Quem? A mando de quem? Para não estragar a surpresa dos futuros e eventuais leitores do romance, digamos que Einstein foi vítima de forças ocultas.
Doi amigos - o tal laboratorista e uma estrela do telejornalismo - juntam suas forças para conseguir identificá-las. Os dragões da maldade nuclear não lhes dão refresco. Tampouco os ajudam as insistentes cobranças de um produtor de TV, inteiramente abilolado pela perspectiva de transformar a obra de einstein num fantástico show da vida científica.
A despeito de todas as proezas de Stephen Hawking e da merecida atenção que atraem, o velho físico alemão continua sendo um superego pop, um ícone cultural imbatível em seu ramo de atividade. Os pôsteres não mentem jamais: Einsten é o Che Guevara da ciência, o Beatle da física.
Mas não foi por ciúmes de sua humilhante inteligência que o "mataram". Além de gênio da física, Einsten professava idéias sobre o relacionamento entre os homens que se revelaram tão incômodas quanto as que se puseram em xeque os 300 anos da mecânica newtoniana. Pacifista inflexível, alertou Roosevelt para o perigo das experiências nucleares, primeiro entre os nazistas, depois entre os próprios americanos. Resiltado: as bestas do apocalipse atômico se enfureceram. Consequência: colocaram esbirros do FBI xeretando a vida dele e acumulando malévolos dossiês a seu respeito.
A famosa foto com ele estirando a língua consolidou sua imagem de cientista louco. Louco manso, cujo temperamento não se afinava de todo com o do dr. Pardal & cia. Einstein trabalhava mais como um artista, privilegiando a intuição e a imaginação. Nas horas vagas, quando não jogava xadrez com Deus, tocava violino.
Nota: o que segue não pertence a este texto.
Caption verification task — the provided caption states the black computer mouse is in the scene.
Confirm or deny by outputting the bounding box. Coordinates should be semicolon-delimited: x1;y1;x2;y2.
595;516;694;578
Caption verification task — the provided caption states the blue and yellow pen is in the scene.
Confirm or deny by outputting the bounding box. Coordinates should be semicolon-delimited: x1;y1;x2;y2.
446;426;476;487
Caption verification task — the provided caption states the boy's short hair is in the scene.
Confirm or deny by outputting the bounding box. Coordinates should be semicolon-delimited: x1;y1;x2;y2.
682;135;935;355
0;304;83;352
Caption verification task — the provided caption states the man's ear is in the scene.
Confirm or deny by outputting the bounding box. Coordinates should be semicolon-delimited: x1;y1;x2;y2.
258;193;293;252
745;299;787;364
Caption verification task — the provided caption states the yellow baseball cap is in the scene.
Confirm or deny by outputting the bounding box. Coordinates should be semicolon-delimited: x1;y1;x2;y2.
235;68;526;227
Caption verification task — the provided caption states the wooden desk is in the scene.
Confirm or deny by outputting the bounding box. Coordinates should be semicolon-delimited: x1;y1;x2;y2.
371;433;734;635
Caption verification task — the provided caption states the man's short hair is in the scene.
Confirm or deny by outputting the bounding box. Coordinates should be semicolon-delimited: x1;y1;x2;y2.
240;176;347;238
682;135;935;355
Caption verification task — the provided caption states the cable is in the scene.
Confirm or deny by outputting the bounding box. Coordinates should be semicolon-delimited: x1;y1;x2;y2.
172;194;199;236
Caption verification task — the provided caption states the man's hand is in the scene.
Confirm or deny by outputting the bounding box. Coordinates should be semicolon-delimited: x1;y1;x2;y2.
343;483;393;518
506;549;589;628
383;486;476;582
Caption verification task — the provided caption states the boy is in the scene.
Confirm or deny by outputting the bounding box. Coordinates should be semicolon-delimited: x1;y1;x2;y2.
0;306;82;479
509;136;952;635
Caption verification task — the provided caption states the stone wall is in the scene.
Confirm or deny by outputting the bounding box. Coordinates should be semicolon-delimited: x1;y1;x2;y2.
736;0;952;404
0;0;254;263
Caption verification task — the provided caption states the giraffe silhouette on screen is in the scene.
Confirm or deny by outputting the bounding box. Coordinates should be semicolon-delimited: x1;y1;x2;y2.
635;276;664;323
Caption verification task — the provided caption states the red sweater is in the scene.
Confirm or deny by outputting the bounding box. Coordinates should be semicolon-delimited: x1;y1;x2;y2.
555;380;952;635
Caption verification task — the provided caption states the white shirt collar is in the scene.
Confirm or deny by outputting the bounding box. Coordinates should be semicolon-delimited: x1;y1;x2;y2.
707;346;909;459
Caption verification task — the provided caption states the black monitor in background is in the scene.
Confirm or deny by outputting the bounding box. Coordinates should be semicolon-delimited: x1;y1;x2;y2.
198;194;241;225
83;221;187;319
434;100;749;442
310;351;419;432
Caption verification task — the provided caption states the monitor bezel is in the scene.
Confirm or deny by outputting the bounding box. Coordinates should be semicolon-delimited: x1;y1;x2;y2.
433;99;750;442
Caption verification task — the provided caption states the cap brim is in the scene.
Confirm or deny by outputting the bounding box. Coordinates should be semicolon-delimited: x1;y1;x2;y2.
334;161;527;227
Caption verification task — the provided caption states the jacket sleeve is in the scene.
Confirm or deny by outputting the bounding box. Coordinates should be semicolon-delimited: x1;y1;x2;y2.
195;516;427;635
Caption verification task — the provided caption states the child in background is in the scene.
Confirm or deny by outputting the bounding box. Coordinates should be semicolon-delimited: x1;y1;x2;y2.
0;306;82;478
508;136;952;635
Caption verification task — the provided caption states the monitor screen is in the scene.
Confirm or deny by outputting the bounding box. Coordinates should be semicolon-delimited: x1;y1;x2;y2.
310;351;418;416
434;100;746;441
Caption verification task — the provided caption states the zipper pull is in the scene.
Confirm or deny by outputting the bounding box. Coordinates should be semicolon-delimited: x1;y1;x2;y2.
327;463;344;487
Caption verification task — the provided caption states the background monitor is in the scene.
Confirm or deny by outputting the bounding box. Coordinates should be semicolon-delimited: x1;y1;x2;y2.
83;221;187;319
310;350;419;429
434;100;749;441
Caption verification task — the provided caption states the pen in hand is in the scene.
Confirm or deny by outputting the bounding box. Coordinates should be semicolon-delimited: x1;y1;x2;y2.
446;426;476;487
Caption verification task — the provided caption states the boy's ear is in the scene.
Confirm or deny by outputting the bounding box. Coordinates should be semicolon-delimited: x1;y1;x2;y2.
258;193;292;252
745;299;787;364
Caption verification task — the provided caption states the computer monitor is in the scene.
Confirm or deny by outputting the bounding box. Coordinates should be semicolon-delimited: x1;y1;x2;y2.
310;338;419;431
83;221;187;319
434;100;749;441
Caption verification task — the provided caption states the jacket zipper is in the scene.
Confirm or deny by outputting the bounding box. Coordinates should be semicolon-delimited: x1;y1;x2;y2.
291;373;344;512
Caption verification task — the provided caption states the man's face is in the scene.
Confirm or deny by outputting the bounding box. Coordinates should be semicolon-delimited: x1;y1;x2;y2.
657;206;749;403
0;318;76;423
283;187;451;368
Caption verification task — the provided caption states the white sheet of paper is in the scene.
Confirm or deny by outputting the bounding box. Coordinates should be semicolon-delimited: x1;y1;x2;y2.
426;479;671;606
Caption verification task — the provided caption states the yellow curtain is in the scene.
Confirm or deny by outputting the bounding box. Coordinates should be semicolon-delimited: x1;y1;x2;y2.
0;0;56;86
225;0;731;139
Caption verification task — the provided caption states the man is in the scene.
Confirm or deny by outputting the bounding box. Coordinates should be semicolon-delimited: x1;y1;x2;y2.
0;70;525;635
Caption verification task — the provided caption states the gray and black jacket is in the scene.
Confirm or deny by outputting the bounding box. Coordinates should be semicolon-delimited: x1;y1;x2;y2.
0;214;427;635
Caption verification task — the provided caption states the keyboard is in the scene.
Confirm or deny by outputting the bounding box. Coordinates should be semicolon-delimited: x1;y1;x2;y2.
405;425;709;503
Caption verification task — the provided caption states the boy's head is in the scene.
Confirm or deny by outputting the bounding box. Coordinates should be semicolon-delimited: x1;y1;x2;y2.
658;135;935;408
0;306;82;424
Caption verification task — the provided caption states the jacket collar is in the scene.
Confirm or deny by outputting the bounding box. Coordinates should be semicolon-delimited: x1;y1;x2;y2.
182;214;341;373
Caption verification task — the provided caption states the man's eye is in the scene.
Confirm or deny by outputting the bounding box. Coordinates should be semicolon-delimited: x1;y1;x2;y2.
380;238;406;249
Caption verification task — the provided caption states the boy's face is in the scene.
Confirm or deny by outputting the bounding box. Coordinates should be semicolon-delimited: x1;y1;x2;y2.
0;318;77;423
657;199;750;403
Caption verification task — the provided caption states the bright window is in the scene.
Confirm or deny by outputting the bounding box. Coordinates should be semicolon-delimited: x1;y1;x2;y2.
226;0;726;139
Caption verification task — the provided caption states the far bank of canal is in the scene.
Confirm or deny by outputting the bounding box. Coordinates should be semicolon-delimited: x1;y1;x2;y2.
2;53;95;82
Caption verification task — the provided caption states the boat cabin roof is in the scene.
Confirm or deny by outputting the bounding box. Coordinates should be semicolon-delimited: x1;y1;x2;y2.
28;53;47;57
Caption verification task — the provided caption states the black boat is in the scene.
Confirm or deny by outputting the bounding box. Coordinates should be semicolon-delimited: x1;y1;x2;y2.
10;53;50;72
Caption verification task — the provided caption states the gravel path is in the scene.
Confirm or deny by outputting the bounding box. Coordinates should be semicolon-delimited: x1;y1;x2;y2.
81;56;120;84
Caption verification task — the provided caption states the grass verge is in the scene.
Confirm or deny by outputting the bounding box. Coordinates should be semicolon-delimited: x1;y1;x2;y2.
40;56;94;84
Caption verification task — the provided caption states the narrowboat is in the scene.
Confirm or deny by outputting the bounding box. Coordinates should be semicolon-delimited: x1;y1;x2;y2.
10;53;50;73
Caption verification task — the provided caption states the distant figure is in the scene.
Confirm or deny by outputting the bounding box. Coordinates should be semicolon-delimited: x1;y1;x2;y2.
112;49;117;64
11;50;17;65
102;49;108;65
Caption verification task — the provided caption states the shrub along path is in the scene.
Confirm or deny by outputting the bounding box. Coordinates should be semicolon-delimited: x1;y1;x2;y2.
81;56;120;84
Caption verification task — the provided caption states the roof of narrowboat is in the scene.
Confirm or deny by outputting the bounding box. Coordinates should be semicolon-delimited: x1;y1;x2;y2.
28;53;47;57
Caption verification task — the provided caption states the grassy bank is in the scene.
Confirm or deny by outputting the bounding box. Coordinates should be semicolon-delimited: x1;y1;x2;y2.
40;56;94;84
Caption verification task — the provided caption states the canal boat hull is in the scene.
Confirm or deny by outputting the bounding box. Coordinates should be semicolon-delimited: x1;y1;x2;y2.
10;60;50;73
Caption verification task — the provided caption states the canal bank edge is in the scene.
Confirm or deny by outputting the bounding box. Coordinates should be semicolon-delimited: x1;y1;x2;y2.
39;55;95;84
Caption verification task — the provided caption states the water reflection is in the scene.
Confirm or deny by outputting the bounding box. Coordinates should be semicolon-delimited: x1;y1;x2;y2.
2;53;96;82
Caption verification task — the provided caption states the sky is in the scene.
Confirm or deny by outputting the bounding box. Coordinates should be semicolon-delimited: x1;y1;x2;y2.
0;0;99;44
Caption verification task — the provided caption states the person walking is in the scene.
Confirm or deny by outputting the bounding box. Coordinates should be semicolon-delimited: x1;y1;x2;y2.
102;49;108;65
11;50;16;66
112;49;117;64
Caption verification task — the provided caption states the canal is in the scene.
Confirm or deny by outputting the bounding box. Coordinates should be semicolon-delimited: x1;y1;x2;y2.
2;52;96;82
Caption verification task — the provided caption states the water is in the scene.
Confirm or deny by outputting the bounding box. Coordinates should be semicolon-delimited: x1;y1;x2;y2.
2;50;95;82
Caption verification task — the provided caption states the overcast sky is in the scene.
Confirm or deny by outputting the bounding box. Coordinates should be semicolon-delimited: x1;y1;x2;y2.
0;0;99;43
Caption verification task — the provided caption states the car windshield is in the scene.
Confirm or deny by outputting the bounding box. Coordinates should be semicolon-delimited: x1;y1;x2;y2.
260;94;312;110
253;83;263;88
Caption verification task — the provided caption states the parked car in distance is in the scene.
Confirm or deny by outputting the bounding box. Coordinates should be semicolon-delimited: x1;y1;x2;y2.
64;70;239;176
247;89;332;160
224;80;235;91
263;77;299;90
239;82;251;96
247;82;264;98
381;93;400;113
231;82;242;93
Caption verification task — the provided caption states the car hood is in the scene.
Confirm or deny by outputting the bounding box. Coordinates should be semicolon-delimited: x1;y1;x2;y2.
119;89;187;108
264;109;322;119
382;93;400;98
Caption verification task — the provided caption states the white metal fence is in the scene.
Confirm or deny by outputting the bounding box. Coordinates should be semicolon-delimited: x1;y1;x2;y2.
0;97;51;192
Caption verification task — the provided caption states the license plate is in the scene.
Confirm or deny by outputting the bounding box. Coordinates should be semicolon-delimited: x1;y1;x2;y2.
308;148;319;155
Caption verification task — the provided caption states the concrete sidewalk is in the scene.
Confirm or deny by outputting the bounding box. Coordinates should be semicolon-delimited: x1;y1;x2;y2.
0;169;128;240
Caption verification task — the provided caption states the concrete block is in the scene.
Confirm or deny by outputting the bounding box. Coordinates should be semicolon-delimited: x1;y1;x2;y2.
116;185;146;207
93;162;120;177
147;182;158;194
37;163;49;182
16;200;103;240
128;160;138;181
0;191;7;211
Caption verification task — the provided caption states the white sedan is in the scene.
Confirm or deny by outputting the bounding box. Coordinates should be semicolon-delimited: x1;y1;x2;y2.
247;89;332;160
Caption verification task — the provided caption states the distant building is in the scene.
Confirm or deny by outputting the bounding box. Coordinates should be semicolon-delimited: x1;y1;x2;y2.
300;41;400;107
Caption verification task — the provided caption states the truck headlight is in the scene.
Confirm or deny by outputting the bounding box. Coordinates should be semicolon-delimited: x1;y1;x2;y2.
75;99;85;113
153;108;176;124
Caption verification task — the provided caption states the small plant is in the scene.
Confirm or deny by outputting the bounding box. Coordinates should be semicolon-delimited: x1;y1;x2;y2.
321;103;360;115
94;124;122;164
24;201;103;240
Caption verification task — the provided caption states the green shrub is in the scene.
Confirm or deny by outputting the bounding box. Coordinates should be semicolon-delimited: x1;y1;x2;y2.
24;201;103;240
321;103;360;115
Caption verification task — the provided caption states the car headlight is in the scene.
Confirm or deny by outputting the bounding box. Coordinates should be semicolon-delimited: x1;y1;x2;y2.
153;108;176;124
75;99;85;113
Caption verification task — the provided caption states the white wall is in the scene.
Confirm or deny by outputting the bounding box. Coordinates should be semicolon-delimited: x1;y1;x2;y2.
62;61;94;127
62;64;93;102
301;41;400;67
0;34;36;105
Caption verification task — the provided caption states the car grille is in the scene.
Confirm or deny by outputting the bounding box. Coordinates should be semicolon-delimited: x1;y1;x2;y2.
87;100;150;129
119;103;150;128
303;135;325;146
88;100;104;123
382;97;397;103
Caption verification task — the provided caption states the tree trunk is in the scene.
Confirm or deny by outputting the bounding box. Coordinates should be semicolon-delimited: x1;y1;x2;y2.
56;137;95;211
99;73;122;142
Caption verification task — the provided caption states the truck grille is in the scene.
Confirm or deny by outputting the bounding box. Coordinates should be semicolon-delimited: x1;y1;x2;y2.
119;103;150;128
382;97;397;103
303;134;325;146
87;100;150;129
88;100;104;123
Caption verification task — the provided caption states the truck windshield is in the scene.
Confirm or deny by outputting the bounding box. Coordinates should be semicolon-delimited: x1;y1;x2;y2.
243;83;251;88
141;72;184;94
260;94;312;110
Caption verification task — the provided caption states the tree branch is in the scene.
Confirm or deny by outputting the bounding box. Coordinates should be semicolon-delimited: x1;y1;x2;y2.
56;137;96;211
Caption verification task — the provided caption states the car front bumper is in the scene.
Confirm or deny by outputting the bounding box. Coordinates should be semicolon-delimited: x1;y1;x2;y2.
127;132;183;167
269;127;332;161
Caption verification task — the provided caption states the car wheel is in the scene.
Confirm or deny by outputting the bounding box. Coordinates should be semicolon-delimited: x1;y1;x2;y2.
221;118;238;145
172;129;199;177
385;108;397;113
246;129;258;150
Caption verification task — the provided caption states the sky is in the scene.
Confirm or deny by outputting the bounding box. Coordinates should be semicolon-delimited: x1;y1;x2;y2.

Idolatrado por estudantes e até pelos índios hopi, fazia questão de ser o mais simples dos seres humanos. Achava um luxo desnecessário cortar o cabelo e usar meias, protegia-se do frio com um modesto casaco de couro, desprezava todas as chamadas glórias. Ben Gurion tentou convencê-lo a ser presidente de Israel. Mas não fazia parte dos sonhos de Einstein ser líder de ninguém. Sonhava apenas com os mistérios do tempo e do espaço, fronteiras que as calvinianas reinações de Alan Lightman tiveram a decência de respeitar.
O livro de Lightman se passa em Berna, no "annus mirabilis" de 1905, quando Einstein virou a fisica pelo avesso. Nessa época, ele já estava casado com Mileva Maric, três anos mais velha, ao lado de quem ficaria até 1919, casando-se mais tarde com uma prima, Elsa. Suas cartas de amor para Mileva (ou Dollie, como preferia chamá-la) foram reunidas em livro por Juergen Renn e Robert Schulmann e editadas pela Princeton University Press ("Albert Einstein/Mileva Maric: "The Love Letters"). Como ela também estudava física, o idílio epistolar volta e meia é abruptamente interrompido por observações sobre termodinâmica.
Sim, os cientistas, como os brutos, também amam.
Einstein, ao menos quando era jovem, parecia atrair as mulheres. Enquanto escrevia para Mileva, uma outra jovem, também encatada por ele, levava suas roupas para a lavanderia.